Chea Sam Ang, head of the Environment Ministry’s General Directorate for Administration of Nature Conservation and Protection, said annual fires in deciduous forests are a natural occurrence, burning surface debris and grasslands, but leaving large trees unharmed. Simon Mahood, Wildlife Conservation Society–Cambodia senior technical adviser, agreed a portion of the burning is a natural part of the ecology.
“Cambodia has more [deciduous] forest than its neighbours. For a start, that’s definitely a factor,” he said. “The vast majority of fires are set by people.”
While many fires are from slash-and-burn agriculture, hunting, foraging and resin collection, as well as land grabbing, land clearing on concessions is the key factor, Sam Ang said.
“From the land concessions, when they clear the land they clear the forest for agriculture so after they collect the timber, they set the fire,” he said. “We have more [fires] because of land clearing for the [economic] land concessions and social land concessions.”

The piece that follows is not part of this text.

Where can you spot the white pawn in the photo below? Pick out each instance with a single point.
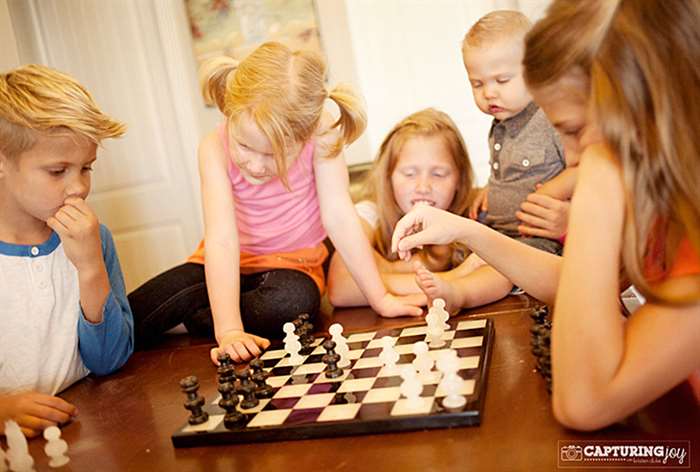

There is also a correlation between logging and forest fires, according to NASA’s report.
“Loggers use fire to clear roads and to clear the land after harvesting the most desirable species,” they wrote, noting that without information on the ground it is impossible to determine what caused a given fire from the satellite imagery.
This wouldn’t be the case in evergreen forests – such as in Virachey National Park – where hardly any fires are observed, Sam Ang and Mahood said.
Sam Ang added that fires are “not a priority” issue, though the ministry monitors and works with local villagers on fire education.